In addition to our aversion to uncertainty (as well as the unfortunate reality that we are living in a “post-fact” era) our resistance to change happens for a number of reasons. Here in the US, we tend to be very harsh critics of our own mistakes and we watch others being lambasted in the media when they err. So, it’s no wonder we are averse to being wrong. We equate changing our minds with being wishy washy or weak. To some, being mistaken feels like a social death sentence.

Another complicating factor is that our human brains are vulnerable to a number of illusions. One such illusion is the sunk cost fallacy – believing that investments justify future expenditures. In other words, the more of ourselves we’ve poured into a particular view or way of being, the harder it is to let go of it, even though it may no longer serve us. The harder we try to justify our mistakes in the face of contradictory evidence, the more we feel we have no other choice than to dig our heels in deeper. To do otherwise would be to admit we’ve been mistaken, and our culture of shame means that we are also a culture that is averse to blame.

Part of this also has to do with our closely held ideas about loyalties and allegiances. There’s a pop song by Train called Drops of Jupiter about an important friendship that goes: “Can you imagine no love, pride, deep-fried chicken? Your best friend always sticking up for you – even when I know you’re wrong?” For many in our mainstream culture, to disagree is to become an enemy. So, in order to be a good family member, friend or supporter, we think we have to stand behind our loved ones’ and allies’ problematic behavior and decisions.

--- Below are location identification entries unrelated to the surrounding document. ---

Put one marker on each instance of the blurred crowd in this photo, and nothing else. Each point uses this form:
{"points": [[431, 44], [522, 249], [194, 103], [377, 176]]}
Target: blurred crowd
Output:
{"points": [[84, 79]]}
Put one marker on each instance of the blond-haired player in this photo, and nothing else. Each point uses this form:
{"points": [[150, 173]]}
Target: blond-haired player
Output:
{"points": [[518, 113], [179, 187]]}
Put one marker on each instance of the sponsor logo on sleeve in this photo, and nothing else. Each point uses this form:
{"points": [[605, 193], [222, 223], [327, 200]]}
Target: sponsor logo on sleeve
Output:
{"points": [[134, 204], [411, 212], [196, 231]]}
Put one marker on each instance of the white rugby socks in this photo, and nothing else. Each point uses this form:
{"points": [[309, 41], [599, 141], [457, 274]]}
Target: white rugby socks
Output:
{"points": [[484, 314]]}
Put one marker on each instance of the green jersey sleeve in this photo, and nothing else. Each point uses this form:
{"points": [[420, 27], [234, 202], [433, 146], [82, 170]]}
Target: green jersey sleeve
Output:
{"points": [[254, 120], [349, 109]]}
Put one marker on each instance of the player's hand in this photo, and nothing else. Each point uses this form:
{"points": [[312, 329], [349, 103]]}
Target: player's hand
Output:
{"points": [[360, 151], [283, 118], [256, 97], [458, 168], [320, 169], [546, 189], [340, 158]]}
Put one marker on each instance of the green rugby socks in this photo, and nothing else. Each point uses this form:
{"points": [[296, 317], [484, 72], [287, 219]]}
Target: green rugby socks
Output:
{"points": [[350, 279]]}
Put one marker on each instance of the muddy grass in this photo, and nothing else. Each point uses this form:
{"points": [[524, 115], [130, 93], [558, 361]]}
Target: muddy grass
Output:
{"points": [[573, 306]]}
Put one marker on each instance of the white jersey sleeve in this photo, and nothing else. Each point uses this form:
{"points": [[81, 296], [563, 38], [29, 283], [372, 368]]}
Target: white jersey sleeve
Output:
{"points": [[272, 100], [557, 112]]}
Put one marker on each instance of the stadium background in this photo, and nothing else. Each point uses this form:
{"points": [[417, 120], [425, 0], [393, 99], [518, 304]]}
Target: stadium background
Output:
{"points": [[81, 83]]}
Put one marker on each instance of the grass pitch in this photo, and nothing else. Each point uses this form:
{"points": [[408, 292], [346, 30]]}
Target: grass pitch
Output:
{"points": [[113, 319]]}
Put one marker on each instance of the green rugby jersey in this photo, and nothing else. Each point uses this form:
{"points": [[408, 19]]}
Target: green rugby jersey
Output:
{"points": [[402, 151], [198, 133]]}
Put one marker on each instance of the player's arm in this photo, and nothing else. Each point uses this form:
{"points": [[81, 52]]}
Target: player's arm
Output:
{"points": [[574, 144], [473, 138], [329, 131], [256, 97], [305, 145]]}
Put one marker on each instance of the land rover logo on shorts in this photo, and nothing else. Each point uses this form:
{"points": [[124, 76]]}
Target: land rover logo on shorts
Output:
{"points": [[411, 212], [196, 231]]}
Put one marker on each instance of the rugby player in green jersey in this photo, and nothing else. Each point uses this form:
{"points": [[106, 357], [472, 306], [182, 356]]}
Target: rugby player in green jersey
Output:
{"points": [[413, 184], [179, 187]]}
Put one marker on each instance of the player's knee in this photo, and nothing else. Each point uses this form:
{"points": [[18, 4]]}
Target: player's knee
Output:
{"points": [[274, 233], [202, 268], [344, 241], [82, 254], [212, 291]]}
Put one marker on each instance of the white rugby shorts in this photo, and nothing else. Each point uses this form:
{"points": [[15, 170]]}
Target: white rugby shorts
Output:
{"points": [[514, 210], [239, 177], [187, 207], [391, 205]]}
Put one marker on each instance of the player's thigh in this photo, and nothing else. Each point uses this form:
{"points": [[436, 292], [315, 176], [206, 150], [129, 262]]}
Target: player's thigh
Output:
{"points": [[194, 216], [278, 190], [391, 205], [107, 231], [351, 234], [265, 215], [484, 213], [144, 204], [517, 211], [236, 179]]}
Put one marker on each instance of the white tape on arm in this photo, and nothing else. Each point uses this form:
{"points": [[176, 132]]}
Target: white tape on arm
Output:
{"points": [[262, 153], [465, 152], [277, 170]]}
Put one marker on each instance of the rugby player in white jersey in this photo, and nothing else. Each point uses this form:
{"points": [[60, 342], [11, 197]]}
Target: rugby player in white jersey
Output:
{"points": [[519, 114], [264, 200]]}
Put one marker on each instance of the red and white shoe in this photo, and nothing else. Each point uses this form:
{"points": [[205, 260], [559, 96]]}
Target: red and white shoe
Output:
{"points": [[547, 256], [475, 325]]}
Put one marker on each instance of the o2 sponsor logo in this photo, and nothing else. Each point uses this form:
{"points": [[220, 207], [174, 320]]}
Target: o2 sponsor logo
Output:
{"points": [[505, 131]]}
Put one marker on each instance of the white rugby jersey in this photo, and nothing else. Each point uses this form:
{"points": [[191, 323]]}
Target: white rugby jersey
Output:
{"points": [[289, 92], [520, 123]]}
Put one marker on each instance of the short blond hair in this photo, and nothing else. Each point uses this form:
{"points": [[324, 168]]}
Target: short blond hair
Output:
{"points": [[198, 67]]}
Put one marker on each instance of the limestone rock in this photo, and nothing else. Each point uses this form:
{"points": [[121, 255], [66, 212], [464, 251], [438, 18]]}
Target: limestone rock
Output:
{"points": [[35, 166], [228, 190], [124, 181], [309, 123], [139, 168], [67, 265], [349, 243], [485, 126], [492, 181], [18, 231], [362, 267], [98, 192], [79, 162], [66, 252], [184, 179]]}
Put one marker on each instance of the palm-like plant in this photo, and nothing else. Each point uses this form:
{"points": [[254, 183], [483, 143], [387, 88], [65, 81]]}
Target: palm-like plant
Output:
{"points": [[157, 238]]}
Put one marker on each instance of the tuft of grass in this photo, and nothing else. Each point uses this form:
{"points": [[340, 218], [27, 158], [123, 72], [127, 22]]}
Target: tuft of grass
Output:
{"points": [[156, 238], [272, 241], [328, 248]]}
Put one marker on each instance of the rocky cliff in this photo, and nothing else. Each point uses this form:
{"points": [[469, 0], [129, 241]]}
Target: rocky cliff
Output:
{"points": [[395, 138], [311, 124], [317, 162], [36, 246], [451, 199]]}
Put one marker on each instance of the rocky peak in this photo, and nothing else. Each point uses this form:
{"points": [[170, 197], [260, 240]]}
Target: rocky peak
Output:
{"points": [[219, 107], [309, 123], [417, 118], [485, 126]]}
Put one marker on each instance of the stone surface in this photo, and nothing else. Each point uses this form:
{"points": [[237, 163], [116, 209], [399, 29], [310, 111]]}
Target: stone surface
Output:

There was an interesting article recently in the Atlantic about cognitive dissonance. The author cited some fascinating experiments designed to find ways to reduce the long-standing conflict between Israelis and Palestinians. They took peace proposals created by Israeli negotiators, labeled them as Palestinian proposals, and then asked Israeli citizens to judge them. The Israelis liked the Palestinian proposal attributed to Israel more than they liked the Israeli proposal attributed to the Palestinians. The content mattered less than who they believed created it. Seeing it this way likely decreased their cognitive dissonance at the expense of truth.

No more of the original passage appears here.